No, I’m not talking about today’s Houses of Parliament, rather this unapologetically biased play by Catholic apologist the late Robert Bolt, in which central character Sir Thomas More is portrayed as the victim of cruel circumstance and his own high principles, stances for which he will eventually lose his head.
Not, it should be noted, as the man who as Henry VIII’s Lord Chancellor sent several Protestants to the stake for denying the transubstantiation.

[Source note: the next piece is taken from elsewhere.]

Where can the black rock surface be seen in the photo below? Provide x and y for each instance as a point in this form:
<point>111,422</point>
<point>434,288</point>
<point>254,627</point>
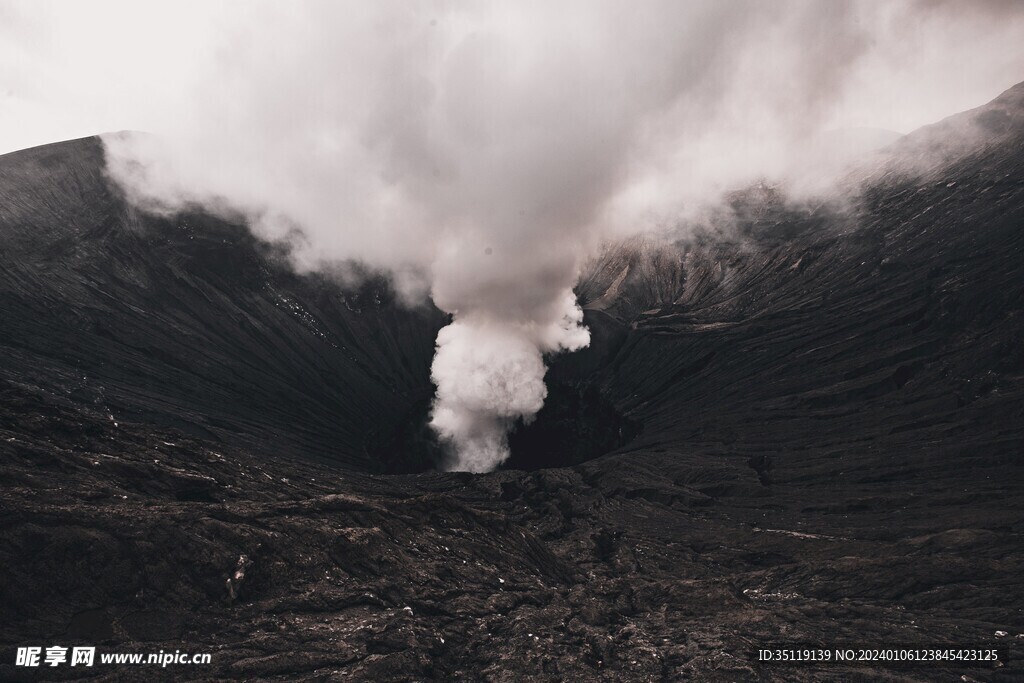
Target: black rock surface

The equivalent today would never be working for the BBC again.
More was even rumoured to have a rack at his London home, which must have been very convenient when it came to wringing confessions out of Real Presence Deniers and occasionally breaking off for a refreshing goblet of finest Burgundy.
I feel bound to mention this because Hilary Mantel’s Wolf Hall presents a very different picture of More, in which the main protagonist is delivered by Anton Lesser as a rather grubby multi-tasker who, when not persecuting heretics, is knocking out great works of philosophy such as Utopia in which everyone seems to be living blissful lives, certainly not being slowly barbecued.
Consequently, Mantel has come under attack, accused of bias. But there again, what is Bolt if not also biased? History is not necessarily written by the victors.
Nevertheless, Bolt’s hero – in the hands of the supremely gifted Martin Shaw – is convincingly portrayed as a man who gives up everything, including his life, for remaining steadfast in his opposition to the king’s break with Rome.
This momentous event would ultimately lead to the English Reformation, an historical milestone perhaps only eclipsed centuries later by Brexit. And all for the love of a woman, Anne Boleyn, too.
Shaw effectively conveys the respectful affection he has for Henry, played with endless pomp and jovial bombast by Orlando James. At first, Henry is confident that his friend will come round to his signing of the Act of Supremacy, the document that confirms the monarch’s role as head of the English Church, rather than the Pope.
But things soon take an ominous turn when the odious triumvirate of Norfolk (Timothy Watson), Archbishop Cranmer (Sam Parks) and Thomas Cromwell (Edward Bennett) form an unholy alliance, and More is therefore doomed.
Meanwhile, they are supported by their quisling henchman, the infamous torturer Richard Rich, who is given the full weasel treatment by Calum Finlay.
Fine, highly charged performances too from Abigail Cruttenden as More’s hapless wife Alice, who in vain pleads with him to sign the fateful document, right up until the last moments.
But the man holding this all together is the irrepressible Gary Wilmot, as The Common Man, on reflection perhaps the eternal victim who has, down the ages, been at the mercy of kings, emperors and - these days - the politicians.
Martin Shaw and his terrific team of fellow actors received standing ovations on the first night. And they were indeed richly deserved, testament to the power of Robert Bolt’s take on Tudor politics that continue to have a disturbing resonance with our own times.